This chapter explains how to quickly review basic statistics about the cohorts you use for analyses.

Once you have finished defining criteria for the cohorts to compare — the
subsets — then click the **Summary Statistics** button.

Note

As an alternative to generating summary statistics, you can view a breakdown of a particular subset by a selected concept (see View Subset Breakdown by Concept).
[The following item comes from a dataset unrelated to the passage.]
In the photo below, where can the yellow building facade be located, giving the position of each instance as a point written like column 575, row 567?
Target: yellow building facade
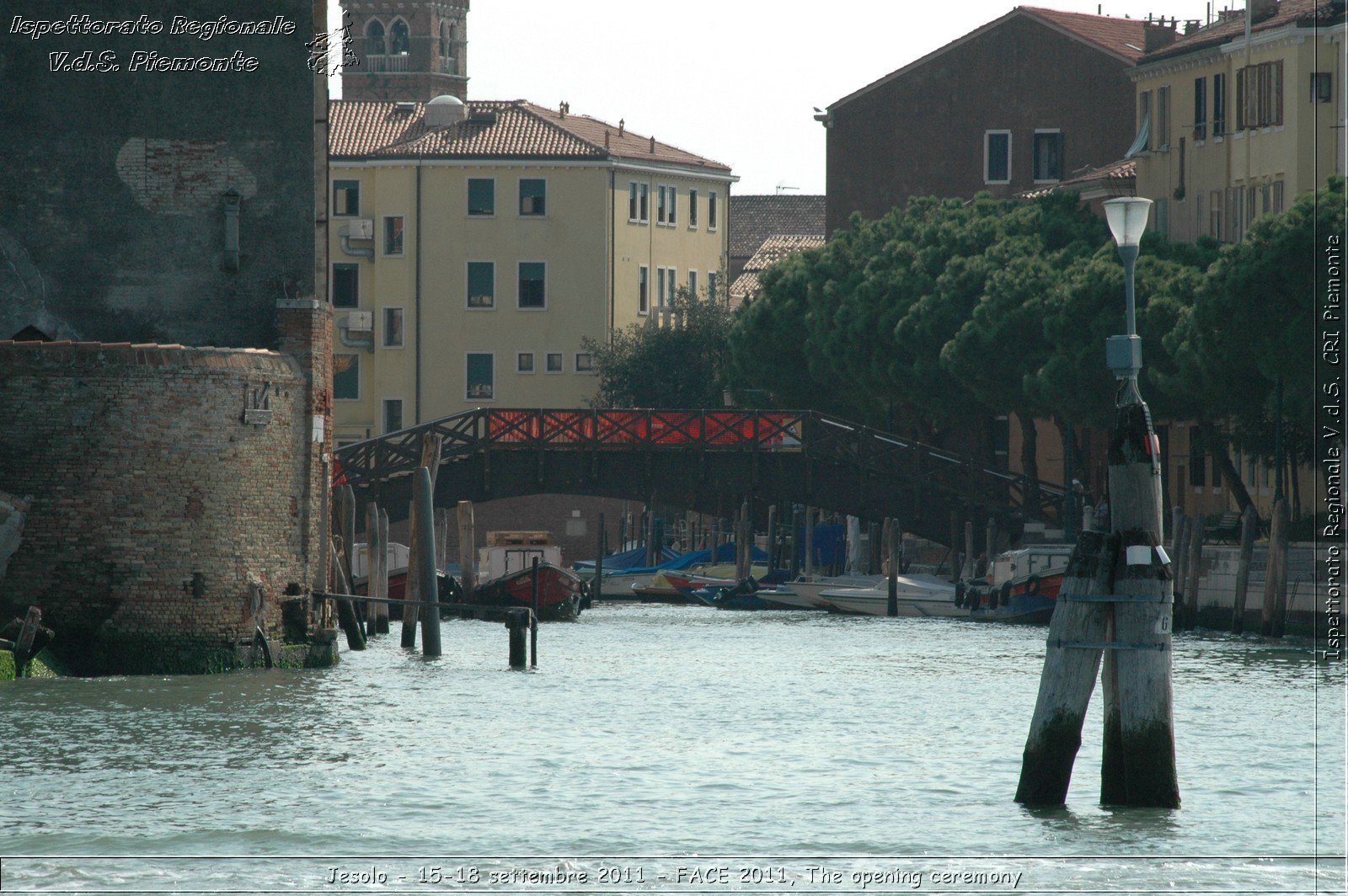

tranSMART displays tables and charts of information that describe the subsets. The information is displayed in Summary Statistics view in the following sections:

A summary of the criteria used to define subsets to compare.

For example:

A table showing the number of subjects in each subset that match the subset criteria.

For example:

In this example, 58 subjects matched the criteria for Subset 1 and 63 matched the criteria for Subset 2. No (0) subjects matched the criteria for both subsets.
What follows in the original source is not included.